Davidsonian Scene Graph (DSG) Code

Note

For more info about DSG, please visit our project page.

This repository contains the code for DSG, a new framework for fine-grained text-to-image evaluation using Davidsonian semantics, as described in the paper:

Davidsonian Scene Graph: Improving Reliability in Fine-grained Evaluation for Text-to-Image Generation (ICLR 2024)

by Jaemin Cho, Yushi Hu, Jason Baldridge, Roopal Garg, Peter Anderson, Ranjay Krishna, Mohit Bansal, Jordi Pont-Tuset, Su Wang

Updates

Mar 18, 2024: We have released -
Jan 16, 2024: Our paper was accepted by ICLR 2024.
Dec 08, 2023: We have released the 1-5 Likert annotations of images generated by 5 T2I models on TIFA160 prompts, which are used in our item-level human correlation analysis.
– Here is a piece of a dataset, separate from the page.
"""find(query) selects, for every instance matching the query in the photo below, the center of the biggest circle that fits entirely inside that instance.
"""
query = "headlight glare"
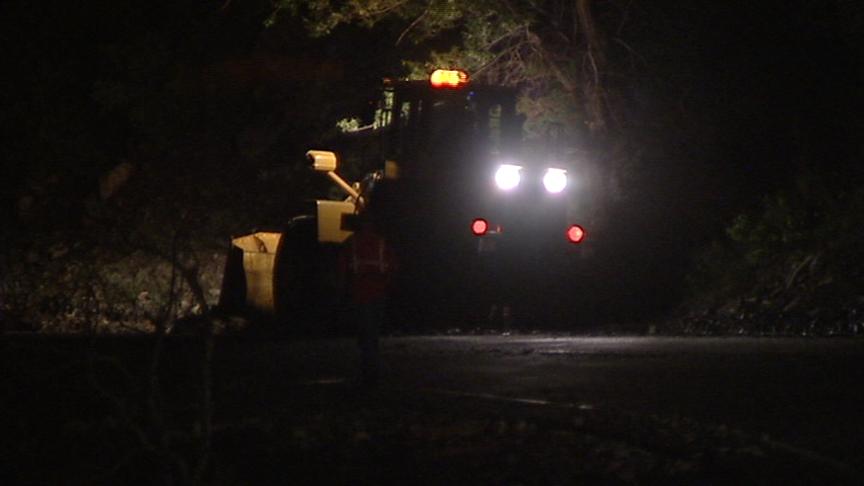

These Likert annotations provide more human annotations per image (5 Likert scores per image; TIFA's human annotations provide 2 Likert scores per image) and have higher inter-annotator aggreements than the Likert annotations released by TIFA. Please see README of TIFA repo to download the images.
Oct 30, 2023: We have released the questions generated with PaLM 2 on full DSG-1k prompts.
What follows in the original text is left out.